Haareschneiden für Nele im McDonalds. Die Friseusen Manuela (links) und Claudia Todt am Sonntag mit den Spendern Angelika Hartmann aus Reichenbach und Thomas Schumann aus Netzschkau.
Foto: Franko Martin
Hilfsaktionen für Nele gehen weiter
Spendenbereitschaft für schwerkrankes Mädchen ist ungebrochen
Reichenbach. Für Marlies Pocklitz gibt es keinen Zweifel. "Wir finden einen Spender für Nele. Und wenn ich auf den Marktplatz gehe und jeden persönlich anspreche", sagte am Montag die Oma des an einem schweren Defekt des blutbildenden Systems leidenden einjährigen Mädchens aus Reichenbach, das dringend eine Stammzellenspende benötigt. Mit dem Ergebnis einer Spendenaktion am Sonntagnachmittag im McDonalds ist Marlies Pocklitz mehr als zufrieden. 28 Menschen waren gekommen, um sich von den Reichenbacher Friseusen Manuela und Claudia Todt das Haar in Form bringen zu lassen und das Honorar von zehn Euro dafür zu spenden. 500 Euro brachte das ein, also wurde erheblich mehr gespendet.
Zu den Spendern zählte Thomas Schumann aus Netzschkau, der über Facebook von der Hilfsaktion für Nele erfahren. "Ich habe selbst ein kleines Kind und kann mir vorstellen, was die Eltern durchmachen." Stephanie Diezel aus Reichenbach, die in der Jesus-Gemeinde von der Aktion erfahren hat, kam für Nele in das Schnellrestaurant. Da die 19-Jährige Angst vor einer Knochenmark-Spende hat, wählte sie diese Form der Unterstützung.
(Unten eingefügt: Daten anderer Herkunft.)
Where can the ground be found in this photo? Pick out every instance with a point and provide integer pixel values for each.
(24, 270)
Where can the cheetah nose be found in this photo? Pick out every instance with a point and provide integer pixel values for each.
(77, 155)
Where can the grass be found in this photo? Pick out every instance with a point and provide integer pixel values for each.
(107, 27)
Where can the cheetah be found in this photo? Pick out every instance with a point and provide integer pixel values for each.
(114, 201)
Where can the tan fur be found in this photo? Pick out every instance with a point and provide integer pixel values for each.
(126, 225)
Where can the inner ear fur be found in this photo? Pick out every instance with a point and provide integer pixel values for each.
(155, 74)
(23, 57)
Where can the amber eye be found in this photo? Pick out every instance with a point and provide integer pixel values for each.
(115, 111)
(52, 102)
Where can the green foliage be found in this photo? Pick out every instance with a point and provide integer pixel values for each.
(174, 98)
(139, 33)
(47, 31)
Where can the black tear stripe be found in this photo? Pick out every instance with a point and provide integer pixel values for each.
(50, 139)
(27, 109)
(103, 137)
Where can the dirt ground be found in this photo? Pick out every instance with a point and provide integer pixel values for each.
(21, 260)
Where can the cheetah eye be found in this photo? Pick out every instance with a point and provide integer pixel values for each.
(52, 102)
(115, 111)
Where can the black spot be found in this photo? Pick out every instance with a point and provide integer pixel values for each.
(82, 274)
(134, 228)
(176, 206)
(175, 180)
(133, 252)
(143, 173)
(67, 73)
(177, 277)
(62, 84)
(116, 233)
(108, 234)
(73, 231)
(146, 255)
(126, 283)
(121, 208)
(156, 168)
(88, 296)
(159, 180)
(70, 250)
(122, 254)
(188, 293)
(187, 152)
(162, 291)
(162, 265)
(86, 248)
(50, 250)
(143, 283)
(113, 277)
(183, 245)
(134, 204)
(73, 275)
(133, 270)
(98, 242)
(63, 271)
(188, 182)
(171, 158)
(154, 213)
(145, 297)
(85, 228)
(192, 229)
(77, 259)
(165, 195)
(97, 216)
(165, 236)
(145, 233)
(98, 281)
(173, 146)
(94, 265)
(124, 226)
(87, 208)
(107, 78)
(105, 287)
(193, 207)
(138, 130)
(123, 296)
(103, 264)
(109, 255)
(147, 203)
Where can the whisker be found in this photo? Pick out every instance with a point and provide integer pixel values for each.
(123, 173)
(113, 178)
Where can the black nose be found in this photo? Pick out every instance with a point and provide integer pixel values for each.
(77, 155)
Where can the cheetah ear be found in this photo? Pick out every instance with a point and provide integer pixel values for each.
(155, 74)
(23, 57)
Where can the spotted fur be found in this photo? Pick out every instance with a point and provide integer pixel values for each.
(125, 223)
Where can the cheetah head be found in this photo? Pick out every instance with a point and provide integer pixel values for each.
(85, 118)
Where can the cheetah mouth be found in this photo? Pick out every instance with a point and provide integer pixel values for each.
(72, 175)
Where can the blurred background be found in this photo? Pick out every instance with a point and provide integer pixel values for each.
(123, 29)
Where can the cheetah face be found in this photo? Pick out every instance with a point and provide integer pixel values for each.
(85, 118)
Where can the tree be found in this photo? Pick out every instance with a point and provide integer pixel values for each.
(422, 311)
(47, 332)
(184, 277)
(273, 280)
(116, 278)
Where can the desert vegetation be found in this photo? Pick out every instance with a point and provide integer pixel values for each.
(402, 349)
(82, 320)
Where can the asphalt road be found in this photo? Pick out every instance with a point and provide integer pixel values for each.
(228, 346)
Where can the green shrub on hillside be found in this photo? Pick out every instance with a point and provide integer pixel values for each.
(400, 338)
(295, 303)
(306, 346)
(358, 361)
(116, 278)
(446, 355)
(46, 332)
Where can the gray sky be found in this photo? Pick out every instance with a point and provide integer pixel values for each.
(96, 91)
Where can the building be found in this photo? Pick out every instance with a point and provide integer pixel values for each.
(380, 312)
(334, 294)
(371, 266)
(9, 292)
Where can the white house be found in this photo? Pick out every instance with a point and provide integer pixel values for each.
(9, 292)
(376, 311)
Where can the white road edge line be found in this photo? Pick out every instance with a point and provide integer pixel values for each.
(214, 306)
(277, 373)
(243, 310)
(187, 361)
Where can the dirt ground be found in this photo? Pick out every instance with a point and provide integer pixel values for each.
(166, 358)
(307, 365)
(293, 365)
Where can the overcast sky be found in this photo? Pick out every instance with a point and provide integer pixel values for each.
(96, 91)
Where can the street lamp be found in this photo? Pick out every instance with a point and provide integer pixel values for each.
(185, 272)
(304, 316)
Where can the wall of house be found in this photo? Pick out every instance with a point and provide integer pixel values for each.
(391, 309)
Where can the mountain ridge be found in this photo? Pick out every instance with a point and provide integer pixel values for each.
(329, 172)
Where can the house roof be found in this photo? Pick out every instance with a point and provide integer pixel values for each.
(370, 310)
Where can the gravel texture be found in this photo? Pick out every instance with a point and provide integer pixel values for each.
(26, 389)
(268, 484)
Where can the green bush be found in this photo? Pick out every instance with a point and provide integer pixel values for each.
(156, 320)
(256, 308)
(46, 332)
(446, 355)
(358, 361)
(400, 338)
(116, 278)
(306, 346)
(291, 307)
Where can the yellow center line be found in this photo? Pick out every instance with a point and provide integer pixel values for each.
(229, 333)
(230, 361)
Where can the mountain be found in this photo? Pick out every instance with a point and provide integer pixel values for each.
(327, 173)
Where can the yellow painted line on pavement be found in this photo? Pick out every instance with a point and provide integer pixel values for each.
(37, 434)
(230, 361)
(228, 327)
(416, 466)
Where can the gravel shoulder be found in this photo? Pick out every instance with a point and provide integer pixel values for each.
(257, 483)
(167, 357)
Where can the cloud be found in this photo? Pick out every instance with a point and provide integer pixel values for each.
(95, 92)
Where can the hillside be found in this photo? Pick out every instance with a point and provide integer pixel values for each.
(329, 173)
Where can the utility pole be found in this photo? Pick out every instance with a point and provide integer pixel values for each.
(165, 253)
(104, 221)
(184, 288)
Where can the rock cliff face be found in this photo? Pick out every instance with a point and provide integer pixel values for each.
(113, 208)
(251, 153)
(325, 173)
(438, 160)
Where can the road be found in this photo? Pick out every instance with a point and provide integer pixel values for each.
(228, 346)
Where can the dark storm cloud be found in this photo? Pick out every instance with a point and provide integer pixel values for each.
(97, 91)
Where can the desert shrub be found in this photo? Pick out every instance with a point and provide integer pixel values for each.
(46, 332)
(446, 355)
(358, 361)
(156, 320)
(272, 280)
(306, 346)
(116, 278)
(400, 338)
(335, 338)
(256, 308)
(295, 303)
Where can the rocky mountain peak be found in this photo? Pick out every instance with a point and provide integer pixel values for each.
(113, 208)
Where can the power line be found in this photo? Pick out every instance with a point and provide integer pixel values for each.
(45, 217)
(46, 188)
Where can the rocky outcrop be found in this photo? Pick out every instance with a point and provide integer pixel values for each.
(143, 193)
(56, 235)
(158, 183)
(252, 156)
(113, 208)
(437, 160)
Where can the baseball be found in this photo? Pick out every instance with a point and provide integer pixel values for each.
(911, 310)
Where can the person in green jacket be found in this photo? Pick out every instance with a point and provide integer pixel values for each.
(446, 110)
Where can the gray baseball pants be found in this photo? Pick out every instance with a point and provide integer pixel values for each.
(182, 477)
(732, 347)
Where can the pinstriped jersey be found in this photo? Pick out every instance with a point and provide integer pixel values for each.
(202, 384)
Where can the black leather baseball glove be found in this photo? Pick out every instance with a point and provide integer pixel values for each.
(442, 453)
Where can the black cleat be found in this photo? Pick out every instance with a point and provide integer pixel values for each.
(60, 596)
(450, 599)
Auch die Hilfsaktion des FSV Reichenbach, der während eines Punktspiels am Samstag ab 14 Uhr in der Turnhalle der Weinholdschule zur Typisierung via Speichelabgabe aufruft, macht Marlies Pocklitz Mut. "Nächste Woche sind wir mit Nele in der Uniklinik Jena, um uns die Station anzuschauen und alles durchzusprechen, was mit einer Transplantation zusammenhängt", erzählte Neles Oma. Bevor steht der Familie auch noch der Abgleich der Spender-Daten aller deutschen Dateien im Zentralen Knochenmarkspender-Register in Ulm. Über Ulm läuft auch die Suche nach potenziellen Stammzellspendern für Patienten mit einer Erkrankung des blutbildenden Systems. Es könnte also sein, dass der passende Spender bereits registriert ist. Es kann aber auch sein, dass er bei beim nächsten Typisierungs-Termin dabei ist: am Samstag in der Altenpflege- und Rettungsdienstschule Werdau an der Zwickauer Straße 33 zwischen 10 und 18 Uhr. "Feuerwehr, THW, Wasserwacht, alle kommen", berichtet Marlies Pocklitz.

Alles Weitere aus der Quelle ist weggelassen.